Sabtu, 25 Oktober 2014

News / Megapolitan

Senin, Bangunan Pengusaha di Tepi Waduk Pluit Dibongkar

Minggu, 19 Mei 2013 | 17:41 WIB

Terkait

JAKARTA, KOMPAS.com - Beberapa bangunan milik pengusaha yang berada di tepian Waduk Pluit, Penjaringan, Jakarta Utara rencananya akan diratakan atau dibongkar pada Senin (20/5/2013).

Mulai hari ini sendiri, Minggu (19/5/2013) terlihat pekerja sudah melakukan pembongkaran dan merapikan perkakas sebelum lokasi tersebut disterilkan dari bangunan apapun.

"Hari Senin kita akan lakukan pembongkaran paksa ya, kalau mereka tidak mau dibongkar.
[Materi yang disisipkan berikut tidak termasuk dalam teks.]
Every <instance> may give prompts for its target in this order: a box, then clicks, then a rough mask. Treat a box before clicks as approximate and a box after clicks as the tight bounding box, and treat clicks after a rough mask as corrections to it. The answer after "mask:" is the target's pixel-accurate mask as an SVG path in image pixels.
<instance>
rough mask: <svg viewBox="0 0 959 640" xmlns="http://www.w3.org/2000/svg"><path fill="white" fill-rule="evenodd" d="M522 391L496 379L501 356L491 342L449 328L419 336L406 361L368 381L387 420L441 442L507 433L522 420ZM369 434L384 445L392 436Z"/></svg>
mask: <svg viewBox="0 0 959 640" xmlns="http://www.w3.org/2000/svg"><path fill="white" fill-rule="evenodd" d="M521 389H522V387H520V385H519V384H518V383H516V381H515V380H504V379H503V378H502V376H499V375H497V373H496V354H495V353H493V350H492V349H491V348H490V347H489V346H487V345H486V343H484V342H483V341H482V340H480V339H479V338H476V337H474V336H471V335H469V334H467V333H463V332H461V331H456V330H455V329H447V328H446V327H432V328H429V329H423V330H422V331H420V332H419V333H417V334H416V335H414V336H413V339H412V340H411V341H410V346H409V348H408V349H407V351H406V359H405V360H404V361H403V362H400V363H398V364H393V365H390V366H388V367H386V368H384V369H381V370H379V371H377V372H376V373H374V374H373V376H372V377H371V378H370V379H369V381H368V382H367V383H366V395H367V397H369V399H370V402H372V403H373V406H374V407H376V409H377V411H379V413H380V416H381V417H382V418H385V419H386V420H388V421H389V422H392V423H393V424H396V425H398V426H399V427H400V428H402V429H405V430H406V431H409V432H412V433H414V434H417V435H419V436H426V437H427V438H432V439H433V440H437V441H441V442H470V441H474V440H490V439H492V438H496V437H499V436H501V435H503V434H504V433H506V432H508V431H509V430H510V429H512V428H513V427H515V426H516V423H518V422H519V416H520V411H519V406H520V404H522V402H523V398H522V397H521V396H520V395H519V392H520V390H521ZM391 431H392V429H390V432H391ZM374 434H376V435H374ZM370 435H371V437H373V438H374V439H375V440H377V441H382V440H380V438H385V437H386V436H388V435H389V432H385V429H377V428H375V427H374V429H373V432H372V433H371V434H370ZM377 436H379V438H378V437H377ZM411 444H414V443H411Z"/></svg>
Termasuk lokasi lapangan futsal dan alat berat," kata Heriyanto Koordinator Program Normalisasi Kawasan Waduk Pluit, kepada Kompas.com, Minggu (20/5/2013).

Heriyanto menuturkan, bangunan yang dibongkar seperti milik pengusaha alat berat Tedy dengan luas lahan 6.000 meter persegi. Kemudian milik Johanes dengan luas lahan sekitar 6.000 meter persegi.

Menurutnya tidak ada ganti rugi yang diberikan lantaran lahan tersebut merupakan milik pemerintah. Namun, dalam hal ini Heriyanto mengatakan beberapa pengusaha sudah mulai kooperatif dan memahami untuk dibongkar tempat usahanya.

Hal tersebut menurutnya bagian dari kepentingan untuk menangkal banjir dan mensterilkan kawasan Waduk Pluit.

"Keberadaan bangunan di lahan Waduk Pluit tidak diperbolehkan. Kita akan kembalikan fungsinya untuk taman-taman, atau untuk kepentingan waduk. Sebelum dilaksanakan hari Senin, hari Minggu ini sudah dibuka. Ini bagian dari kepentingan masyarakat banyak dalam mengatasi banjir," ujar Heriyanto.

Sementara itu, terkait banyaknya lokasi pemukiman warga yang berada ditepian Waduk Pluit, Heriyanto menuturkan relokasi memerlukan waktu karena banyaknya warga di sana yang bermukim di tepian Waduk Pluit.

"Yang di sana belum dibongkar. Ada 7.000 rumah, 17.000 KK. Karena Pak Gubernur statement-nya, kan, 2 tahun selesai semua (direlokasi), jadi masih harus menyediakan lokasi rumah susun yang banyak," ujar Heriyanto.

Sebelumnya, bangunan milik pengusaha itu akan dibongkar paksa karena Pemprov DKI Jakarta sudah memberikan waktu yang cukup lama kepada pengusaha-pengusaha tersebut. Dinas P2B pun telah memberikan SP (Surat Peringatan) 4 kepada pengusaha di bantaran Waduk Pluit.

Pada hari ini sendiri, berdasarkan pantauan Kompas.com, para pekerja sudah mulai membuka atas penutup lokasi lapangan futsal yang berada di tepian Waduk Pluit.

Selain itu, ada pula lokasi usaha alat berat, di mana perkakas yang terkumpul di depan tempat usaha tersebut sudah mulai diangkut dan dipindahkan dengan truk.

Sementara itu, alat berat beko juga terlihat melakukan pengerukan lumpur dan sampah yang ada di sekitar lokasi tepian Waduk Pluit.